Algo de eso hay: se ven pocos solidarios y durante muy poco tiempo.
Pero la respuesta que a la objeción dio el director es la que arroja
verdadera luz. Hartmann contó que él mismo fue habitante de "la traza"
durante años, y que le costó tomar distancia porque se sentía tironeado por
las posiciones entre las que se polarizaba el conflicto: por un lado no
quería ver personas expulsadas de sus hogares, pero tampoco le simpatizaba
que todas esas almas de escasos recursos se instalasen justamente allí,
frente a sus narices, en su propio barrio. Bajo esta luz, el documental
poético nonato perfilaba la promesa de una fuga hacia el terreno de
la sublimación. El documental social ante el que finalmente estamos también
acusa una fuga, pero otra: la "clase media" que le falta a AU3 es en
realidad la persona, la mirada, del propio Hartmann.

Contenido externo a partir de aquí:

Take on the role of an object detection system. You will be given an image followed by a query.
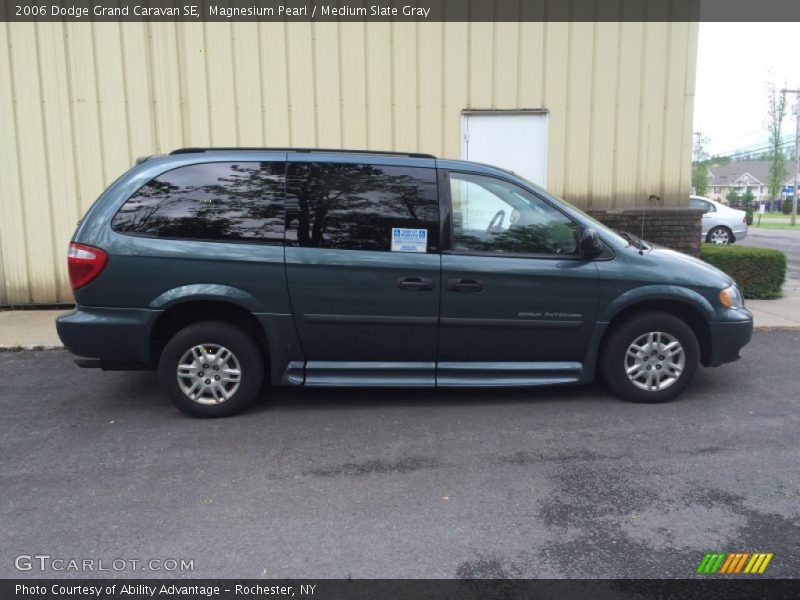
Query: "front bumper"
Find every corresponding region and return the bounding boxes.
[56,306,161,366]
[706,308,753,367]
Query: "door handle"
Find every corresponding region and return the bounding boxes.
[447,279,483,292]
[397,277,433,292]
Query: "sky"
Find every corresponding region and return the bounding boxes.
[693,23,800,155]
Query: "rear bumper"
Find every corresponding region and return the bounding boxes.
[707,309,753,367]
[56,306,161,368]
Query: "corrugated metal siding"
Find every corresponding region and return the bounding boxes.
[0,14,697,304]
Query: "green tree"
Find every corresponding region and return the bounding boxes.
[692,131,708,196]
[767,82,786,200]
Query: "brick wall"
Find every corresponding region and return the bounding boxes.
[587,208,703,256]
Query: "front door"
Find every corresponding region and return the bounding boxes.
[437,171,598,385]
[286,153,441,386]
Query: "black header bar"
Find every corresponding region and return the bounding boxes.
[0,576,800,600]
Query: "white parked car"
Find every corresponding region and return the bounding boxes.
[689,196,747,244]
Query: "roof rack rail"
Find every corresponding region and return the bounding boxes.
[165,146,436,158]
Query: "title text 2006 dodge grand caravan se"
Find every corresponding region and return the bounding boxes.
[57,149,753,416]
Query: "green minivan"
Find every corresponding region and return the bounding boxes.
[57,148,753,417]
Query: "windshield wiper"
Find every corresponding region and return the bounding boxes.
[619,231,651,251]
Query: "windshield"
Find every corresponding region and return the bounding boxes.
[514,173,631,246]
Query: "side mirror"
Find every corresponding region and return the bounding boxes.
[578,227,603,259]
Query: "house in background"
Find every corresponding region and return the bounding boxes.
[708,160,795,204]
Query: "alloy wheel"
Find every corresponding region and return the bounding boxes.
[176,344,242,404]
[625,331,686,392]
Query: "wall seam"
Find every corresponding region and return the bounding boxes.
[33,23,60,300]
[5,23,33,302]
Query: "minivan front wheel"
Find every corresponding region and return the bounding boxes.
[601,312,700,403]
[158,321,264,417]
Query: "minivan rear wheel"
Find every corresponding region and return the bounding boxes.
[601,312,700,403]
[158,321,264,417]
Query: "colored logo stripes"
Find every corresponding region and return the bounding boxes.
[697,552,772,575]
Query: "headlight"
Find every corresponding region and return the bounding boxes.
[719,284,744,308]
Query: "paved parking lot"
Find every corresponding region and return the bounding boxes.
[0,331,800,577]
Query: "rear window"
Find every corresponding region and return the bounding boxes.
[111,162,286,244]
[286,162,439,251]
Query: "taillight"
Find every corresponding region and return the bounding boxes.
[67,243,108,290]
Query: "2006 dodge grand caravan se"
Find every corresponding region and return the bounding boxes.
[57,149,753,417]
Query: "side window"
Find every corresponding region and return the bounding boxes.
[689,198,717,212]
[111,162,286,243]
[450,172,580,254]
[286,162,439,252]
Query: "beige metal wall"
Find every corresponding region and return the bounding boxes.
[0,11,697,304]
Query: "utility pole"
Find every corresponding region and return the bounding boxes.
[781,89,800,226]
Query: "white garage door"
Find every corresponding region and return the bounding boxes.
[461,112,547,186]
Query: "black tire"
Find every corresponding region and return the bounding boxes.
[706,225,734,246]
[600,312,700,404]
[158,321,264,417]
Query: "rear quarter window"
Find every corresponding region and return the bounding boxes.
[111,162,286,243]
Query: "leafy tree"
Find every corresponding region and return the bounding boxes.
[692,131,708,196]
[767,82,786,200]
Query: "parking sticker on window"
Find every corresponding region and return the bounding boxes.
[392,227,428,252]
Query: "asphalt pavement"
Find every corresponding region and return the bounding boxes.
[0,331,800,578]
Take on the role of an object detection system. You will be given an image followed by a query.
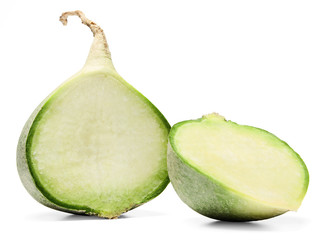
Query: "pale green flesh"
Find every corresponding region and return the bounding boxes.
[29,72,168,217]
[171,119,308,210]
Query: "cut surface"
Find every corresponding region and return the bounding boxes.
[27,72,169,217]
[170,116,308,210]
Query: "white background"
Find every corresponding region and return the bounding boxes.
[0,0,323,239]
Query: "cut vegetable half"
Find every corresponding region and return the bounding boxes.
[17,11,170,218]
[168,114,309,221]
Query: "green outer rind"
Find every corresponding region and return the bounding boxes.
[17,70,171,218]
[167,118,309,221]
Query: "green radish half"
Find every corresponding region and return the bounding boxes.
[168,114,309,221]
[17,11,170,218]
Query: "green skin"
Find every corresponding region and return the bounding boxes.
[167,118,309,221]
[17,11,170,218]
[17,72,170,218]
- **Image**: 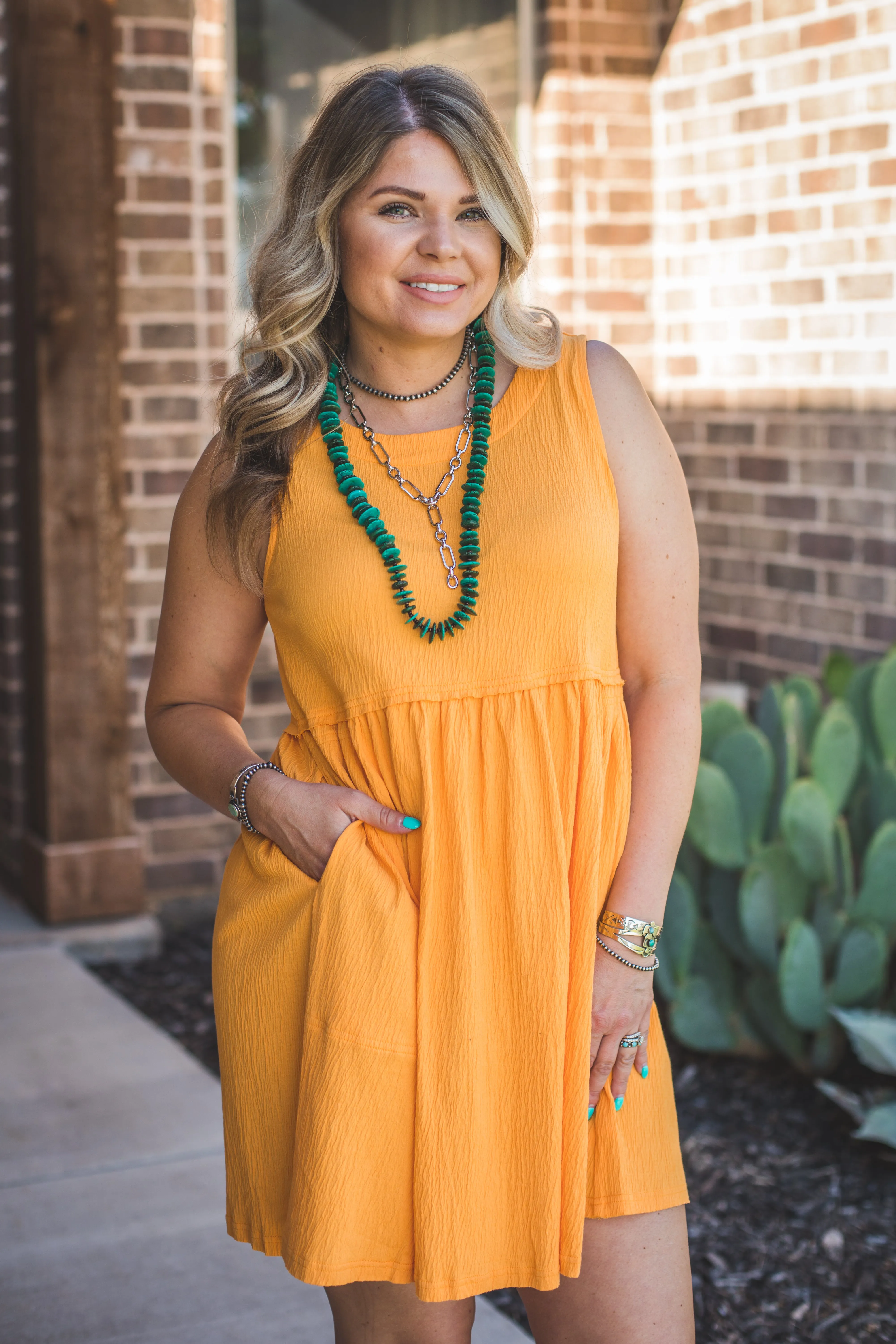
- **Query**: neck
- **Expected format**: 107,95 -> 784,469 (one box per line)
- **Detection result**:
345,320 -> 466,397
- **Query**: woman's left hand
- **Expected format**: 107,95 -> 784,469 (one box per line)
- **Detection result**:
588,945 -> 653,1110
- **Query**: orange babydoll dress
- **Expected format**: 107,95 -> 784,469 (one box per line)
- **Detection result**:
214,337 -> 688,1301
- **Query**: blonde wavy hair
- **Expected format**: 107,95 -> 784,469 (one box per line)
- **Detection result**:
206,66 -> 560,594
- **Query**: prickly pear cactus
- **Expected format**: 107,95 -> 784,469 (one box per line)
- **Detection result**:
657,649 -> 896,1074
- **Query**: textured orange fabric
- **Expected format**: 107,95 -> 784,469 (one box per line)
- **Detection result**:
214,337 -> 686,1301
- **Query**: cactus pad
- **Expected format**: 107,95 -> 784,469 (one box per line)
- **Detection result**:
778,919 -> 828,1031
712,726 -> 775,848
780,779 -> 834,883
810,700 -> 862,816
686,761 -> 747,868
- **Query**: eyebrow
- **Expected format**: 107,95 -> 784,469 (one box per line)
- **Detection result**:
369,187 -> 480,206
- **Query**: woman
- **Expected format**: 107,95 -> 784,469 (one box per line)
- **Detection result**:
147,67 -> 700,1344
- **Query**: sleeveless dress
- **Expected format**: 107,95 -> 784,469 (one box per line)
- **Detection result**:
214,337 -> 688,1301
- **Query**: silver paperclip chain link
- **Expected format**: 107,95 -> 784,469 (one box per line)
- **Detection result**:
337,333 -> 476,589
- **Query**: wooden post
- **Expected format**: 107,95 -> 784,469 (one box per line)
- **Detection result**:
11,0 -> 144,923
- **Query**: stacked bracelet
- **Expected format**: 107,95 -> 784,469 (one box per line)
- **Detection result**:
595,934 -> 660,970
227,761 -> 283,836
598,910 -> 662,957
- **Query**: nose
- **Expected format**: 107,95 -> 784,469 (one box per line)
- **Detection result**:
418,215 -> 461,261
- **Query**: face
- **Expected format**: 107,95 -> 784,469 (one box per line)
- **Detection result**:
340,130 -> 501,341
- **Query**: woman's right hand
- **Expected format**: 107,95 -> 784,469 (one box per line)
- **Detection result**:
246,770 -> 419,882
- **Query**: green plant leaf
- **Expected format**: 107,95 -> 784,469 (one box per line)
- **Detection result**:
834,817 -> 856,910
785,676 -> 821,751
778,919 -> 828,1031
810,700 -> 862,816
686,761 -> 747,868
830,1008 -> 896,1074
712,726 -> 775,848
657,872 -> 700,999
700,700 -> 747,761
846,658 -> 880,767
830,923 -> 889,1008
669,976 -> 736,1052
744,972 -> 809,1072
853,1101 -> 896,1148
707,868 -> 755,966
868,765 -> 896,831
871,650 -> 896,765
780,779 -> 834,883
852,821 -> 896,934
821,649 -> 856,699
737,863 -> 778,972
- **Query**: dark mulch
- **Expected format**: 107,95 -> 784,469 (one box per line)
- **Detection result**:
95,923 -> 896,1344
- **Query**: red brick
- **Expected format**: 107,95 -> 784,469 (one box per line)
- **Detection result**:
610,191 -> 653,215
118,215 -> 189,239
708,72 -> 752,102
868,159 -> 896,187
136,102 -> 191,130
137,177 -> 192,200
134,28 -> 189,56
705,3 -> 752,38
768,207 -> 821,234
799,164 -> 856,196
584,290 -> 646,313
830,125 -> 889,155
799,532 -> 854,561
799,13 -> 856,47
584,225 -> 652,247
766,136 -> 818,164
709,215 -> 756,238
837,272 -> 893,300
737,102 -> 787,134
866,4 -> 896,32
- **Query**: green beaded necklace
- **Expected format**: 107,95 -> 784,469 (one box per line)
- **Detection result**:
317,317 -> 494,644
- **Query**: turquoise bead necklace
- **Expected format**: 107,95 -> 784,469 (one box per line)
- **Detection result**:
317,317 -> 494,644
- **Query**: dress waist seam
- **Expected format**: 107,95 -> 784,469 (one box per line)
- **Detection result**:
283,668 -> 625,738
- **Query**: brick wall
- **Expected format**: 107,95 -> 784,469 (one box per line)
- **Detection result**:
117,0 -> 282,903
652,0 -> 896,410
0,3 -> 24,883
652,0 -> 896,686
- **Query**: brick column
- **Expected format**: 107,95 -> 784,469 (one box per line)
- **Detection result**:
12,0 -> 144,922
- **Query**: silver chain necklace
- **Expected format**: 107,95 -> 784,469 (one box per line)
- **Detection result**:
337,327 -> 473,402
339,328 -> 476,589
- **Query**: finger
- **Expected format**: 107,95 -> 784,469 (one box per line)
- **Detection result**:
345,789 -> 420,835
610,1046 -> 638,1110
588,1034 -> 619,1106
634,1008 -> 650,1078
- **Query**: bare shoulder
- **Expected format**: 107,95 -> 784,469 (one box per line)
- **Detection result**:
587,340 -> 681,503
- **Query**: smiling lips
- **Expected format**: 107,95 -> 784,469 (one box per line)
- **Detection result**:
407,280 -> 461,294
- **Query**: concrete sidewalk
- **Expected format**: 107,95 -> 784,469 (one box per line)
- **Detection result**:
0,945 -> 525,1344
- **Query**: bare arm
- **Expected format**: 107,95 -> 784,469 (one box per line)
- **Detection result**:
147,449 -> 411,878
588,341 -> 700,1102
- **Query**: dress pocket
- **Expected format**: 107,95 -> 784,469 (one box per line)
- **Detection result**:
299,821 -> 416,1055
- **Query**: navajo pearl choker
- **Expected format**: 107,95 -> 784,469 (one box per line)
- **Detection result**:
336,327 -> 473,402
317,317 -> 494,644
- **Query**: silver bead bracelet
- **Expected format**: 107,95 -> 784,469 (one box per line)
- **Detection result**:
595,934 -> 660,970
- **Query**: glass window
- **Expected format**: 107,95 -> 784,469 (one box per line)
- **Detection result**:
236,0 -> 517,293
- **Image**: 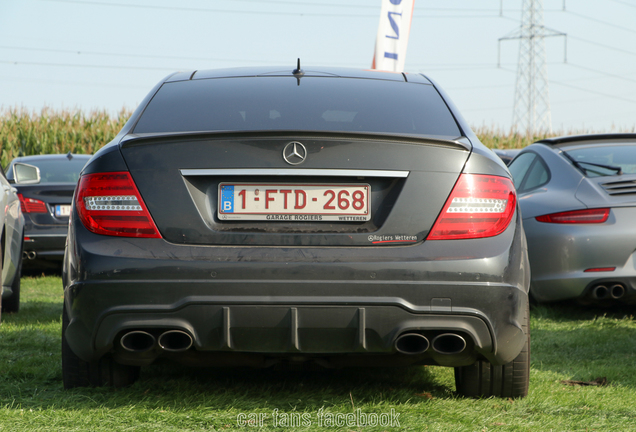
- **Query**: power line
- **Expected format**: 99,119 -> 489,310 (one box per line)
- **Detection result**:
566,62 -> 636,83
565,10 -> 636,33
550,80 -> 636,104
34,0 -> 524,19
570,36 -> 636,56
612,0 -> 636,8
0,45 -> 266,63
0,60 -> 179,72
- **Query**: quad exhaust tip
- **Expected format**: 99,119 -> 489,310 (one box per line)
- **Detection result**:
592,283 -> 626,300
592,285 -> 609,300
394,333 -> 430,355
22,251 -> 38,260
432,333 -> 467,355
119,330 -> 156,353
610,284 -> 625,299
159,330 -> 192,352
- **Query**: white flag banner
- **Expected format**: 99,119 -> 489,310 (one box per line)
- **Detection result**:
371,0 -> 415,72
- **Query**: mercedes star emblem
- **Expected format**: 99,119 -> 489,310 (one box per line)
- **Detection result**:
283,141 -> 307,165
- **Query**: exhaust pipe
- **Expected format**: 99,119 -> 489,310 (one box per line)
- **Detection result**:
119,330 -> 155,353
610,284 -> 625,300
159,330 -> 192,352
592,285 -> 610,300
433,333 -> 466,354
394,333 -> 429,354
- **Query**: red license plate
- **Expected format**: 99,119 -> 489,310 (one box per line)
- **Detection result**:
219,183 -> 371,222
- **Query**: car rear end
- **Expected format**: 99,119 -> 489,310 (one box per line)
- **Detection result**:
64,71 -> 529,398
7,154 -> 90,269
524,134 -> 636,305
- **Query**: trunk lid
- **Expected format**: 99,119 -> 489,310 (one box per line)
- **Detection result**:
121,131 -> 471,246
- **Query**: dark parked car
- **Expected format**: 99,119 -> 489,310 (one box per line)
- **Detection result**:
6,153 -> 91,269
0,162 -> 24,314
510,134 -> 636,304
62,67 -> 530,397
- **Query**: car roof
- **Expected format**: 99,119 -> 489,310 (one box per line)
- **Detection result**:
165,66 -> 432,84
535,133 -> 636,146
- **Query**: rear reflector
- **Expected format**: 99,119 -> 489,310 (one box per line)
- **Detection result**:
583,267 -> 616,273
18,194 -> 49,213
75,171 -> 161,238
427,174 -> 517,240
535,208 -> 609,224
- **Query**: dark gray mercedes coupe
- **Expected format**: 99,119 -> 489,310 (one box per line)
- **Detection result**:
62,65 -> 530,397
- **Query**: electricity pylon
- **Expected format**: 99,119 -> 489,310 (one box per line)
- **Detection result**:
499,0 -> 567,135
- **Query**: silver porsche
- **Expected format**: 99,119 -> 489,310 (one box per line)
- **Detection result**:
509,134 -> 636,305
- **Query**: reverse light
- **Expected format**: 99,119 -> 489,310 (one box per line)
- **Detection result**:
18,194 -> 49,213
535,208 -> 609,224
75,171 -> 161,238
427,174 -> 517,240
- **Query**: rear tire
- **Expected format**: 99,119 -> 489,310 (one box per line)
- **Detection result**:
62,306 -> 141,390
455,302 -> 530,398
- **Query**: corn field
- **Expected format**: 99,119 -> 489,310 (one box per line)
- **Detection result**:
0,108 -> 132,167
0,108 -> 628,167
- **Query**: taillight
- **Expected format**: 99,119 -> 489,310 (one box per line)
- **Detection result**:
18,194 -> 49,213
535,208 -> 609,224
427,174 -> 517,240
75,171 -> 161,238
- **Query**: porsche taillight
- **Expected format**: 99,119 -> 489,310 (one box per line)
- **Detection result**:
427,174 -> 517,240
75,171 -> 161,238
18,194 -> 49,213
535,208 -> 609,224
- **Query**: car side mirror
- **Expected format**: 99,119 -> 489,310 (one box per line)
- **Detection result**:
13,162 -> 41,184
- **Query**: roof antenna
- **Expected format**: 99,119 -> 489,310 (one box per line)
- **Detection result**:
292,57 -> 305,85
292,57 -> 305,75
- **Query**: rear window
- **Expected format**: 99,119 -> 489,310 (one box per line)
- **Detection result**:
563,143 -> 636,177
134,77 -> 460,138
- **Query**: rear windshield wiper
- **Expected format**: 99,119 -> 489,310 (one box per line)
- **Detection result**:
562,151 -> 623,175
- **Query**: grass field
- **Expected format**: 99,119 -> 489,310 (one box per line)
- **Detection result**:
0,276 -> 636,432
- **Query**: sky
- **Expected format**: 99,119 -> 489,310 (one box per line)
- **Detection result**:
0,0 -> 636,133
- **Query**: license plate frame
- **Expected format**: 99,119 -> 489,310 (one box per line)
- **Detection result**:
55,204 -> 71,217
217,182 -> 371,222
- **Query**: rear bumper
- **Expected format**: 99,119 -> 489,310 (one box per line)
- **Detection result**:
64,211 -> 529,366
524,213 -> 636,303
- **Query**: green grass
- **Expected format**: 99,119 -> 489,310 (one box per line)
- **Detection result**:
0,277 -> 636,432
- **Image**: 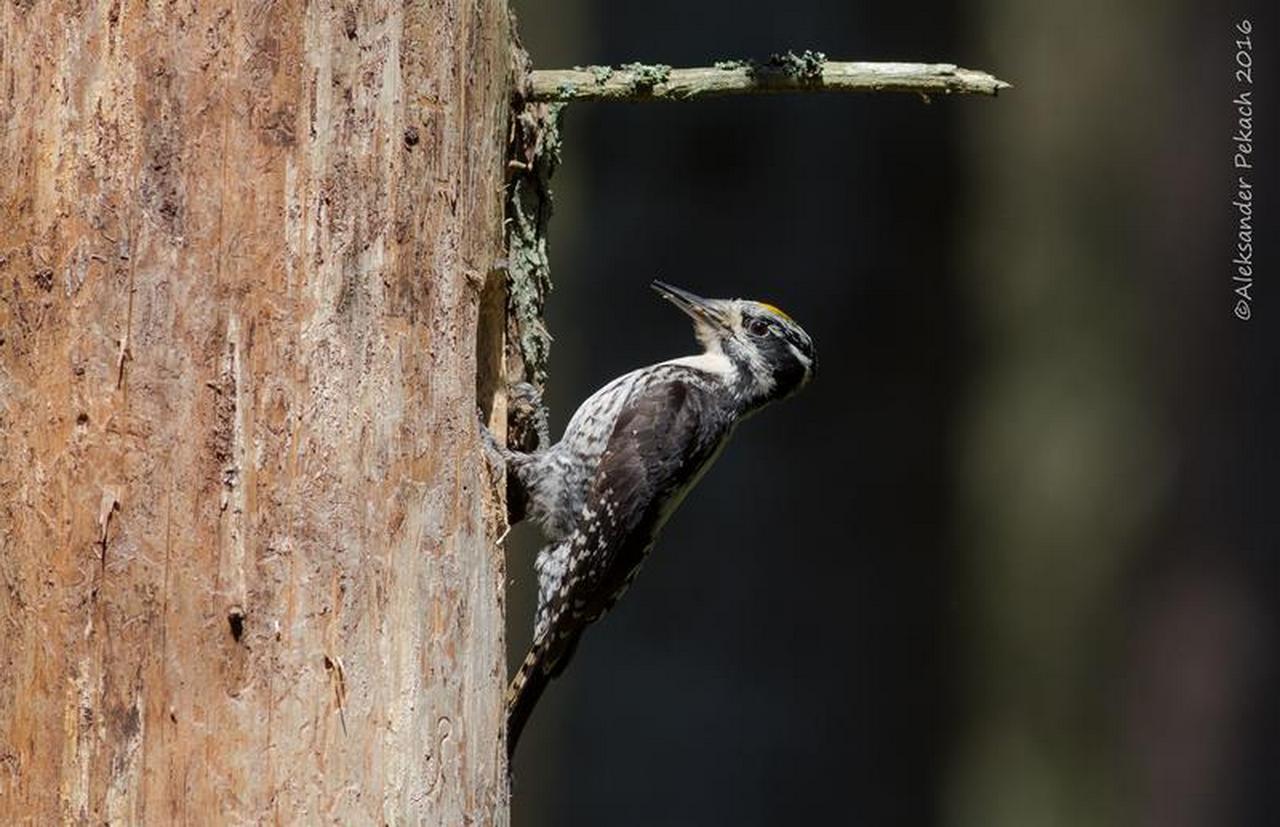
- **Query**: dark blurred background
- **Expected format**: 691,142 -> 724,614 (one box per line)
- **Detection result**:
509,0 -> 1280,827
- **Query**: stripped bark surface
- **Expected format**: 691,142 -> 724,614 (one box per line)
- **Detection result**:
0,0 -> 511,824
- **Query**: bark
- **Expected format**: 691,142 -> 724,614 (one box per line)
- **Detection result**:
0,0 -> 511,824
529,59 -> 1010,102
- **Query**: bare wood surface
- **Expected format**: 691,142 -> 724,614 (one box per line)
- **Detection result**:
0,0 -> 511,824
529,59 -> 1010,102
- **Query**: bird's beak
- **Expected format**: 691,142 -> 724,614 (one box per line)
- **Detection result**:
650,279 -> 728,328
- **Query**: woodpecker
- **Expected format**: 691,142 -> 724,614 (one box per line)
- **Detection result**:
486,282 -> 817,754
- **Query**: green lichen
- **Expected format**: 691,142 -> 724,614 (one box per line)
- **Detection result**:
618,63 -> 671,92
507,104 -> 564,388
768,49 -> 827,83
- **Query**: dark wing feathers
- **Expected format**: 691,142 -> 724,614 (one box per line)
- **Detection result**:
562,379 -> 718,622
507,371 -> 728,750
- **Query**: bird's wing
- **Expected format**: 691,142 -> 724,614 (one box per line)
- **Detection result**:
538,370 -> 727,647
507,370 -> 730,751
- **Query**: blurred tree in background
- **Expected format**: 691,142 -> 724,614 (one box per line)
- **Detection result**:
508,0 -> 1280,826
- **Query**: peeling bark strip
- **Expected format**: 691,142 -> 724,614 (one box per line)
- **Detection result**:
529,52 -> 1010,102
0,0 -> 513,826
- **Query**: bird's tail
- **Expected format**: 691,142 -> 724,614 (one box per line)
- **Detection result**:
507,632 -> 581,762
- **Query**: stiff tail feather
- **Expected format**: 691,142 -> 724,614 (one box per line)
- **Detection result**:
507,630 -> 582,763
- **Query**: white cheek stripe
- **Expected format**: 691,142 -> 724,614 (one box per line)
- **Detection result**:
787,342 -> 813,379
662,351 -> 737,379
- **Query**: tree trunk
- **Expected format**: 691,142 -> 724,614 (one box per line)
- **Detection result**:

Que si se hubiese
definido o inclinado claramente hacia alguno de los campos en conflicto,
habría ordenado y jerarquizado de otro modo el material. Que aun sin
definirse, podría haber optado por mostrarse en su contradicción, en su
impotencia, en su angustia de partícipe, colocando su propio cuerpo,
convirtiendo su propia y tironeada voz en otro personaje más, acaso el
principal, de este relato. Pero no lo hizo.